Sahara Data Processing for OpenStack
Rapidly Configure, Auto-Deploy and Scale Hadoop Clusters on OpenStack
Hadoop — open source map/reduce — is a great solution for meeting the growing demand for Big Data analytics coming from every corner of the enterprise. But because it’s resource-intensive, Hadoop demands scale-up/scale-down agility — made harder because Hadoop is also complex: difficult to configure, deploy, test, optimize and maintain.
OpenStack Sahara — elastic Hadoop on demand — helps solve these problems. Sahara lets you rapidly configure, reliably auto-deploy and scale Hadoop clusters on OpenStack. And it helps you (or even end-users) submit jobs to and collect results from them. All from the convenience of the Horizon web UI or OpenStack CLI, while using familiar OpenStack Projects, Users, Quotas and other constructs to isolate Big Data workloads, allocate and manage resources.
What is Sahara?
Sahara began life as an Apache 2.0 project and is now an OpenStack integrated project, meaning it is part of the semi-annual OpenStack release. Developed by open source thought leaders from the Apache and OpenStack Foundations with active participation from Mirantis, Hortonworks, and Red Hat, Sahara provides push-button provisioning of mainstream Hadoop distributions and elastic data processing (EDP) capability similar to Amazon Elastic MapReduce (EMR).

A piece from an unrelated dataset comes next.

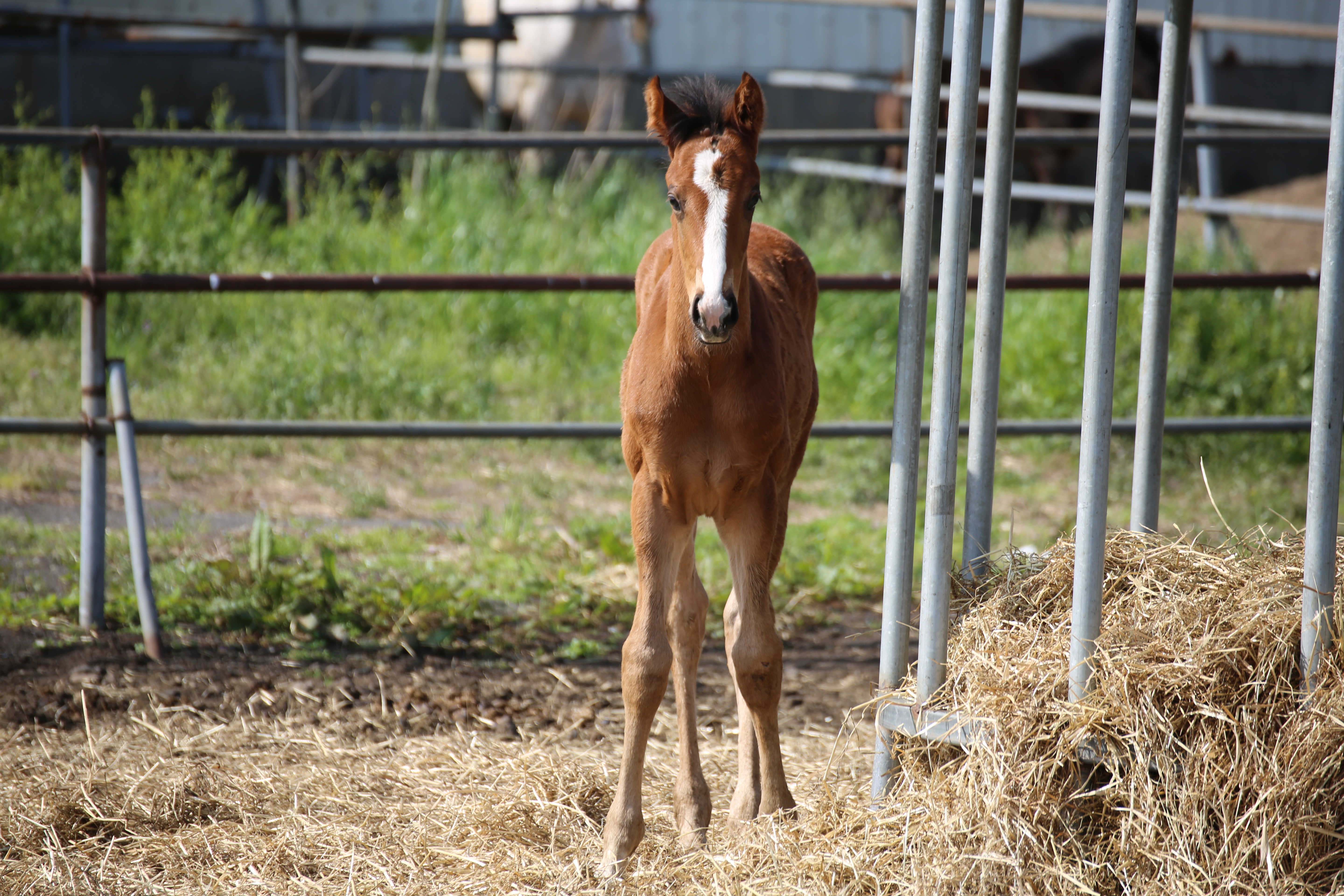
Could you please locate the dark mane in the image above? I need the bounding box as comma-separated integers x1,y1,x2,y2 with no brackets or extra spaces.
664,75,736,145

Manually creating a Hadoop cluster on OpenStack requires spinning up instances, installing Hadoop on each instance, configuring the instances to work together, specifying the namenode, jobtracker, tasktrackers, and any storage nodes, and configuring each of hundreds, or even thousands, of nodes. Why spend all that time on manual configuration — with the possibility of human error — when you can use Sahara to specify node characteristics and roles, click to deploy, and access a individual or multiple robust, stable Hadoop clusters in parallel with minimal delay?
Simplify deployment by creating node templates
Sahara makes it possible to create templates from which it can deploy as many or as few nodes as your cluster needs. You can easily mix and match roles for a node, perhaps creating a master node that runs the namenode, secondarynamenode and jobtracker processes, a worker node running the datanode and tasktracker processes, and pure storage nodes running datanode.
Sahara provides the ability to create templates that specify:
- Roles a node is to play.
- Flavor for the OpenStack VM on which the node should run.
- Type of storage (Cinder volume/emphemeral drive) it should use.
- IP pool from which to draw.
- HDFS parameters (for storage nodes).
- MapReduce parameters (for jobtracker and tasktracker nodes).
Easily scale your cluster up and down
When it’s time to grow your cluster, Sahara makes it simple. Instead of struggling to create and configure new nodes, Sahara gives you the ability to simply add node types using a convenient interface. You can also remove nodes and easily redeploy, providing just the right computing power for your cluster’s needs.
Get control of your Hadoop environment
While Sahara takes the pain out of provisioning a Hadoop cluster, it doesn’t tie your hands when it comes to control. Sahara enables you to:
- Decide whether to create clusters using the UI, or integrate Sahara with your own applicaton via the convenient API.
- Choose from among multiple Hadoop distributions, including the Hortonworks Data Platform (HDP) and the Cloudera Hadoop Distribution (CHD).
- Implement Apache Spark jobs.
- Enable anti-affinity based on roles, so that different processes of the same type are running on different physical hosts to provide increased stability and performance.
- Easily configure HDFS and MapReduce parameters at both the node and cluster level.
- Specify a base image to be loaded on images at provisioning time.
- Select a keypair to use for logging in to instances.
Under the hood
Sahara is tightly integrated with core OpenStack services such as Keystone, Glance, Horizon, and Nova, and is moving towards integration with other services such as Heat and Trove. It supports the native OpenStack APIs, which gives you the opportunity to either provide users with the Horizon GUI to provision Hadoop environments and run elastic data processing operations or code to them directly.